Ancora in molte mi avete chiesto un post definitivo quindi, sperando di fare cosa gradita: eccolo.
L'argomento dieta è serissimo e spesso spinoso perché molte, ed io tra loro, conducono da anni una lotta senza quartiere con il cibo e con il proprio corpo. Per questo, prima di addentrarci nel meraviglioso mondo della galletta di riso, sono necessarie alcune premesse.

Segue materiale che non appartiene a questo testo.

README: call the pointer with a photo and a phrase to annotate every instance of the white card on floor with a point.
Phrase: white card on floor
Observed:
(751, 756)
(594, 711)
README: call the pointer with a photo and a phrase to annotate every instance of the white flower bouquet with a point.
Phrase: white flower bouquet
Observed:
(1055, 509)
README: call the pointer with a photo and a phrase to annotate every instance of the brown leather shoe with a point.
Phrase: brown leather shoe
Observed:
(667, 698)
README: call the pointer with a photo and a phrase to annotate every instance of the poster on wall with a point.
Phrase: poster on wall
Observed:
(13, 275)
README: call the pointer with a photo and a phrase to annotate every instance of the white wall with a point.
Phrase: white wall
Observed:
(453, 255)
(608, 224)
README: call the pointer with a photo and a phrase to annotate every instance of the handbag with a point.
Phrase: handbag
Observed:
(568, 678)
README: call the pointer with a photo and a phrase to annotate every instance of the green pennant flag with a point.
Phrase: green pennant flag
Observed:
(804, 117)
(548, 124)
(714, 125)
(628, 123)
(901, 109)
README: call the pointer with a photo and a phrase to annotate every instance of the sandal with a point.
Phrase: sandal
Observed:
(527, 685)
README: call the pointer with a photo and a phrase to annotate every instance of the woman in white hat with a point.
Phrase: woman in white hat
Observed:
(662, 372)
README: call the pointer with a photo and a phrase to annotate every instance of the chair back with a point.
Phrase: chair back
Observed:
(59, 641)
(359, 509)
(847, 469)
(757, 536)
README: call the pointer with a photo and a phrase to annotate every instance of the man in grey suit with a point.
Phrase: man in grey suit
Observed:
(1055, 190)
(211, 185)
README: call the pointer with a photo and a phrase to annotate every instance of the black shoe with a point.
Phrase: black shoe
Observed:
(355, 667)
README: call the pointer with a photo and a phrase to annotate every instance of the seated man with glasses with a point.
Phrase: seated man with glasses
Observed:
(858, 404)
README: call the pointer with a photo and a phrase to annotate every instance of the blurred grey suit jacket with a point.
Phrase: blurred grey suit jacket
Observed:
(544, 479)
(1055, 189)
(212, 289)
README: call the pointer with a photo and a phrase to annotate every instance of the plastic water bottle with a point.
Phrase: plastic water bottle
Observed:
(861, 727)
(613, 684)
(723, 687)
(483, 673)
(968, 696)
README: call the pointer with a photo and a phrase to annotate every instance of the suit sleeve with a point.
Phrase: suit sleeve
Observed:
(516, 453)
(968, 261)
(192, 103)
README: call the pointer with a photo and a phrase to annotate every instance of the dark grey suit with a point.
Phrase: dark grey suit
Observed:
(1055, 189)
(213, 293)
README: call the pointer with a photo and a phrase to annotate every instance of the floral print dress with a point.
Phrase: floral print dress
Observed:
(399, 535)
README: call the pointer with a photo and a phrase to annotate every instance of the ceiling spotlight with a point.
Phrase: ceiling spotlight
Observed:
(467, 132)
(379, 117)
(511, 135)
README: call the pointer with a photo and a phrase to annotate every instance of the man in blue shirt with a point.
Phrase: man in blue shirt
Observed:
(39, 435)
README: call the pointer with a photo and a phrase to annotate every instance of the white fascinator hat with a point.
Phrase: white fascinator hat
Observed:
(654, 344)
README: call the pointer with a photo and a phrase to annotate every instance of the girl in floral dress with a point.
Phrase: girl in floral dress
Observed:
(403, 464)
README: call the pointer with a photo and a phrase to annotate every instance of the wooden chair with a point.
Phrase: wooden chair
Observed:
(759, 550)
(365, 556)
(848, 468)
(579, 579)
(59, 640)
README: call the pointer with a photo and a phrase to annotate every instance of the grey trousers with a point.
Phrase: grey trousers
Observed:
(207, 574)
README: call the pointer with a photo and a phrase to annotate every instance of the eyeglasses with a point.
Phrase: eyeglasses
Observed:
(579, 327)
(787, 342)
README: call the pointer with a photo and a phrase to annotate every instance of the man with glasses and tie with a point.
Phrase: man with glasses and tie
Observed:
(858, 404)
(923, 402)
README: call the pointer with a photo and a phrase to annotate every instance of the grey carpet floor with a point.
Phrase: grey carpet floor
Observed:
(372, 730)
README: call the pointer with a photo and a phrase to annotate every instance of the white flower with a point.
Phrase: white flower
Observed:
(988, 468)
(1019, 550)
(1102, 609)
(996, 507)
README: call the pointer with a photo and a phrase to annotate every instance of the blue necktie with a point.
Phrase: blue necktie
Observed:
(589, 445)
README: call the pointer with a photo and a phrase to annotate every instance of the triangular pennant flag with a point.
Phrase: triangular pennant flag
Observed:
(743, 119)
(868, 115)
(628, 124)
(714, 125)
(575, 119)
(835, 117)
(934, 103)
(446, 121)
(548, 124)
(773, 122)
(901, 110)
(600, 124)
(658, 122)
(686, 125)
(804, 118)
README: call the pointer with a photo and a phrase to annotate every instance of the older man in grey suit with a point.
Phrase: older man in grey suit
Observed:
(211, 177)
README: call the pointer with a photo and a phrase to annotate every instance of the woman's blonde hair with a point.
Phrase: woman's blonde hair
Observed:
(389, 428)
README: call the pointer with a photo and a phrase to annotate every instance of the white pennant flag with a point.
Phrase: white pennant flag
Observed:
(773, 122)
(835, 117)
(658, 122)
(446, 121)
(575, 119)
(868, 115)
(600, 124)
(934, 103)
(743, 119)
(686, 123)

In anticipo sulla prima mente luminosa che sicuramente si sarebbe erta ad accusarmi di faciloneria sottolineo che, come si può evincere da piccoli ma non trascurabili dettagli quali non avere nemmeno un vago barlume della distribuzione degli organi interni o una anche debole conoscenza dei nomi delle dita dei piedi, non sono un medico e nemmeno un'esperta in materia. Sono una che si è fatta le sue idee parlando con le amiche, leggendo su Internet, ascoltando il proprio corpo, valutando con l'esperienza. Non sono seguita da un professionista, faccio di testa (di minchia) mia. Questo post non deve essere preso come una verità rivelata, ma solo come il vissuto fortunato di una che, cazzo, finalmente, ce l'ha fatta. La lista degli alimenti è certamente incompleta, per alcune può funzionare l'esatto opposto di quello che dico, i gusti possono essere diversi, probabilmente mangio troppo poco, ma sono qui anche e soprattutto per scambiare suggerimenti, consigli e magnifici segreti, non per profetizzare o fare proselitismo fanatico.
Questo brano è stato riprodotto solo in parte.